On Jan 5, 2006, at 4:21 PM, Dr. Ernie Prabhakar wrote:
Welcome to the list; I hope the rest of you were able to get your
message, since you don't appear to be subscribed yet.
I wasn't really planning to.. but what the hell, I'm subscribed to so
many lists that one more doesn't matter much anyway :)
On Jan 5, 2006, at 12:55 PM, Bob Ippolito wrote:
From what I understand, you're missing the point. The key is that
the <SCRIPT> tag can be used to load JAHAH across domains, thus
the payload absolutely must be JavaScript of some sort. JSON is
the simplest subset of JavaScript to produce, so it's the only
good choice here.
Ah, okay. One man's bug is another's feature. :-)
Note that it's really only used as a wire protocol, and it's the only
sensible one given the constraints. You could come up with a custom
JavaScript response all day long, but you might as well use something
simple and standard.
YAML is technically a superset of JSON these days, but YAML is
extremely difficult to parse and good parsers aren't available
everywhere. JSON is extremely simple to parse, and good parsers
are available pretty much everywhere. As far as Python goes, YAML
is pretty much dead in the water.
Interesting -- I've heard similar rumblings from the Ruby
community. So, has anyone done a JSON<->XOXO bridge?
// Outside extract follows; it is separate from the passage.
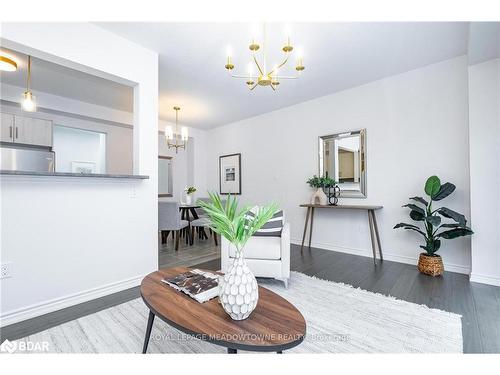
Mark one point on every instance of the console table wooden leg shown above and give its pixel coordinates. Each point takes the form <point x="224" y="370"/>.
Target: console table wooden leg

I'm not terribly sure why you'd want to do it, the use cases are
pretty different and they're definitely not 1:1 on features. JSON
has no canonical hyperlink representation, and XOXO has no canonical
representation for null, numbers, booleans, or string:value maps.
JSON is the plist equivalent for the web. In fact, it's awfully
close in syntax to old-style NeXT plists (minus timestamps and data).